A esta resposta pretendeu o Requerente retorquir através de um outro articulado que integrou (antes de mandado desentranhar) fls. 50/64 desta revisão[11]. Nesta peça, procurou o Requerente, invocando a aplicação ao caso da tramitação do processo sumário (concretamente do artigo 785º do CPC, ex vi do disposto no artigo 775º, nº 2 do CPC), responder ao que qualificou como dedução de “excepções” pelos Requeridos na respectiva resposta (nºs 1 a 39 dessa peça disponível, como já se disse, na aplicação habilus). Cumulativamente, integra este articulado desentranhado uma arguição de falsidade dirigida aos documentos 1 (fls. 29/32) e 3 (fls. 35/38) juntos pelos Requeridos com a respectiva resposta (nºs 40 a 47 da mesma peça consultada na mesma fonte).

1.2.1.1.

Ao oferecimento deste articulado suplementar do Requerente, reagiram os Requeridos através da reclamação de fls. 66/68, pedindo o seu desentranhamento, por não prever a respectiva existência a tramitação aplicável ao caso (o artigo 775º, nº 1 do CPC), juntando adicionalmente novas versões em original dos documentos que o Requerente havia arguido de falsos.

1.3.

Surge então o despacho de fls. 89/92 (que, enquanto decisão interlocutória, integra o objecto de um dos recursos de apelação interpostos a final) o qual, no trecho de fls. 89/91 que aqui nos interessa, depois de considerar só serem admissíveis no recurso de revisão, nos termos do artigo 774º, nº 2 do CPC, dois articulados, determina o desentranhamento dessa resposta do Requerente (a que se encontrava, então, a fls. 50/64).

1.4.

Entretanto, prosseguindo o recurso de revisão os seus termos, com a remessa dos autos ao Exmo. Juiz de Círculo de Tomar, proferiu este Magistrado o julgamento final da revisão consubstanciado na decisão de fls. 98/107 (constitui esta, portanto, a decisão culminante do recurso de revisão e o objecto da presente apelação), decisão essa, dizíamos, que julgou improcedente a revisão pretendida[12].

1.5.

Inconformado, interpôs o Requerente o presente recurso, fazendo-o nos seguintes termos: “[…] [I]nconformado com o despacho de fls. 89 a 92[[13]] e [com] a Sentença datada de 15/12/2008[[14]], pretende recorrer para a […] Relação de Coimbra.

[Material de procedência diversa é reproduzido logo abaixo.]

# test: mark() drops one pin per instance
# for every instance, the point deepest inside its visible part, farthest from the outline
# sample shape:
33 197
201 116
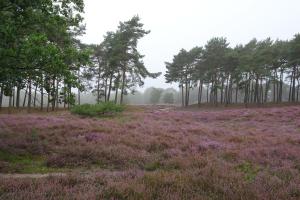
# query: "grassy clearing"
97 110
28 164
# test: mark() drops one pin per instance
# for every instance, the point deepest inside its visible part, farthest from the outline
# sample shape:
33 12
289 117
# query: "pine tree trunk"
123 86
116 96
34 100
18 96
110 86
1 96
29 95
25 96
42 96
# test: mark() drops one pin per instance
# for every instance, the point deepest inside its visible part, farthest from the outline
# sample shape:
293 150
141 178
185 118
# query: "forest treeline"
42 57
257 72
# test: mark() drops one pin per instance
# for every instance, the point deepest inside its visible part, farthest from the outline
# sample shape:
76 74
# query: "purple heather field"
151 153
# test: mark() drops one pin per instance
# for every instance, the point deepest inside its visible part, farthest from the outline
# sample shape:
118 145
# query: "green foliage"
249 170
155 95
24 163
168 98
100 109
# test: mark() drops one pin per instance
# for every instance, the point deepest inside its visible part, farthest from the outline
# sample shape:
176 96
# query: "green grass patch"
250 171
11 163
94 110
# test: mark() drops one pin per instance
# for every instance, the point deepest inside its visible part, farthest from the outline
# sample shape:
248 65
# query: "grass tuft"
94 110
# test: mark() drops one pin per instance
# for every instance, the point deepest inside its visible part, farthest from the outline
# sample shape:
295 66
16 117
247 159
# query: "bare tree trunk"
123 86
116 96
182 95
1 96
200 92
110 86
34 100
98 90
25 96
29 95
57 94
53 94
42 96
13 96
18 96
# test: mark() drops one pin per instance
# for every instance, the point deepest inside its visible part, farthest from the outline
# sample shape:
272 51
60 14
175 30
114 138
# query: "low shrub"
100 109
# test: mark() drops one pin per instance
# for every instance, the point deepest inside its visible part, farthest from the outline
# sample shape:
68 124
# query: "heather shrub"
95 110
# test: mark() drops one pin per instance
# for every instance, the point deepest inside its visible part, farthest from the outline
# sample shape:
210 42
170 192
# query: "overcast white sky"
177 24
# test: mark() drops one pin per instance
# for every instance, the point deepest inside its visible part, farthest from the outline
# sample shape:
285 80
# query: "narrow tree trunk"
53 94
34 100
29 95
182 95
123 86
13 97
200 93
116 96
18 96
42 96
57 94
98 90
25 96
1 97
110 86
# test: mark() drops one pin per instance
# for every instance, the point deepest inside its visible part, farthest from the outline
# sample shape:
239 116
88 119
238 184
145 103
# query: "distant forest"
43 64
257 72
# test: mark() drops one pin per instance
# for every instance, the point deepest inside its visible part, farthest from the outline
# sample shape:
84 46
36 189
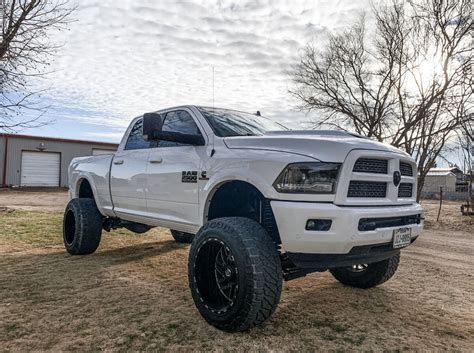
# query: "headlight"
308 178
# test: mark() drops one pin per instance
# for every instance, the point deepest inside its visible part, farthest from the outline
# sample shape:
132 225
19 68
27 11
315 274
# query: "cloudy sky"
122 58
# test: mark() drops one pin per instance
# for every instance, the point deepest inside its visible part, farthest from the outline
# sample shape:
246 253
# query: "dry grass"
132 294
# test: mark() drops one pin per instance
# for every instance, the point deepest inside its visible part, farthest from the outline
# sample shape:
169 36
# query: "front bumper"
344 234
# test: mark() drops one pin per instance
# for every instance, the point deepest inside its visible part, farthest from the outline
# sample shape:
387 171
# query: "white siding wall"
68 151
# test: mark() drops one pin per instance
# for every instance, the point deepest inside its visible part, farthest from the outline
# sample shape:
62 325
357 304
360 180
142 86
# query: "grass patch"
37 229
34 228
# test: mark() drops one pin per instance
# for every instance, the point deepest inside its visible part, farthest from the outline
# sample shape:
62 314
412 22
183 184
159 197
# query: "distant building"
455 170
42 161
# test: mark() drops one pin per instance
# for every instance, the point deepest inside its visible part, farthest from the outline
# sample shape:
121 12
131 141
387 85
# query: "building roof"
449 169
55 139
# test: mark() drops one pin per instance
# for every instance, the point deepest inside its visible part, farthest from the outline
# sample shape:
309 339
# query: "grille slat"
371 165
406 169
367 189
405 190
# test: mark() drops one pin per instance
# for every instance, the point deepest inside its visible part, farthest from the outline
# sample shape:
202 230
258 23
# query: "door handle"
156 160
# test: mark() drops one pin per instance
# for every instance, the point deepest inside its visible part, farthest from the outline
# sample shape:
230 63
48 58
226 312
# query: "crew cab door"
173 173
128 179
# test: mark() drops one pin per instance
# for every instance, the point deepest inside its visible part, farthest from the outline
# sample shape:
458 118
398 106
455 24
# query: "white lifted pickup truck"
260 203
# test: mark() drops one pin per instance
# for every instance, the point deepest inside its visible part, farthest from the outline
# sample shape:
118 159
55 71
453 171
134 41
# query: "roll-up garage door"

[…]” [transcrição de fls. 121] Anexou a este requerimento a motivação conjunta dos dois recursos, sendo que a rematou formulando as conclusões que aqui se transcrevem: “[…] 1.

Ao abrigo do disposto no artigo 785º do CPC, aplicável ex vi do artigo 775º, nº 2 do CPC, o recorrente apresentou articulado em que responde às excepções invocadas pelos recorridos (1º a 26º), contesta a alegação de falsidade quanto aos documentos juntos com as alegações iniciais (27º a 34º), exerce o contraditório quanto aos documentos juntos pelos recorridos (35º a 39º) e, separadamente, argui a falsidade dos documentos 1 a 3 juntos pelos recorridos (40º a 64º).

  1. O despacho que ordenou o desentranhamento da resposta do recorrente impediu o exercício do contraditório (artigo 526º do CPC) quanto aos documentos juntos pela parte contrária, e, saneou a arguição da falsidade dos documentos sem tomar posição quanto à mesma (artigo 546º do CPC).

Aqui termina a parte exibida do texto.